Extraordinary advances in computing, communication networks, and information technologies have produced an explosive growth of highly interconnected systems, which are increasingly becoming complex, dynamic, heterogeneous, and challenging to operate and manage with existing approaches. For large organizations such as DOE’s science community with thousands of geographically interconnected systems, traditional distributed systems operation and management based on static behaviors, interactions, and configuration are proving to be inadequate. Many of these conventional systems are labor-intensive (human in the loop requirement) to operate, often requiring expertise that can’t be easily sustained, replaced, or scaled, especially as we approach the era of Internet of Things (IoT).

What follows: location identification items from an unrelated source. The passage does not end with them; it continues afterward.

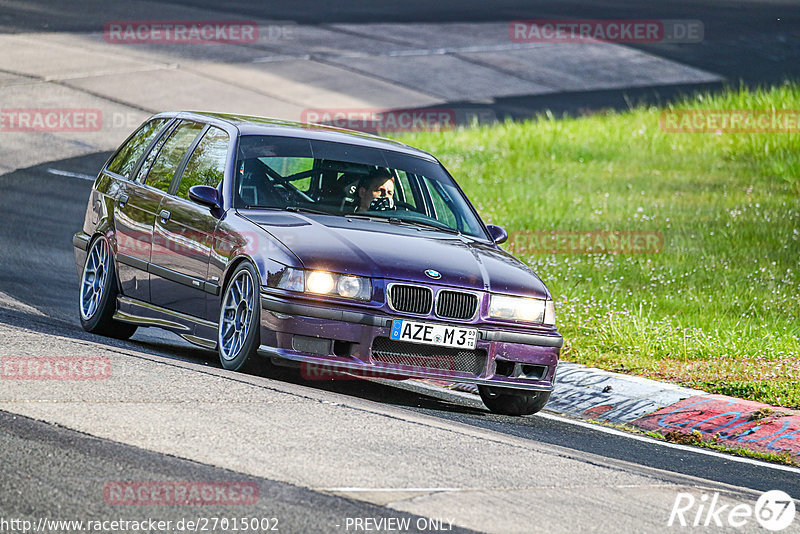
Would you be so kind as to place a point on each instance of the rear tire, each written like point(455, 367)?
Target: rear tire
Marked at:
point(98, 294)
point(507, 401)
point(238, 334)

Current interconnected conventional systems are governed by local static policies (e.g. cyber security, SLA, and scheduling policies) that are difficult to dynamically negotiate and synchronize in order to obtain the desired level of end-to-end services. In summary, conventional systems are rapidly becoming fragile, unmanageable, and insecure when configured as a federation of resources to provide globally accessible services. These concerns have led researchers to explore alternative strategies for designing, operating, and managing complex engineered systems with massively interacting heterogeneous components.

Our mission

Scientific computing systems are becoming significantly more complex, and have reached a critical limit in manageability using current human-in-the-loop techniques. The current state-of-the-art for managing HPC infrastructures does not leverage the remarkable advances in machine learning to more accurately predict, diagnose, and improve computational resources in response to user computation. The DOE science complex consists of thousands of interconnected systems that are geographically distributed. As distributed teams and complex workflows now span resources from telescopes and light sources to fast networks and smart IoT sensor systems, it is clear that a single, centralized, administrative team and software stack cannot coordinate and manage all of the resources. Instead, resources must begin to respond autonomically, managing and tuning their behavior in response to scientific workflows. This project outlines a plan to explore the architecture, methods, and algorithms needed to support future scientific computing systems that self-tune and self-manage. We propose to make the science ecosystem smart by incorporating the functions of sensing, intelligence, and control. Our aim is threefold:

  1. Design a scalable architecture for smart science ecosystems.
  2. Embed intelligence in relevant sub-systems via light-weight machine learning.
  3. Explore methods for distributed and autonomous management of the systems.

We believe the outcome of this research to design and prototype a smart distributed science ecosystem has many benefits:

  1. Scientists using DOE computing infrastructure will be able to run workflows on automatically selected resources that are dynamically configured and tuned for their application.
  2. Facility and network operators will have the ability to predict and diagnose problems before they cause downtime.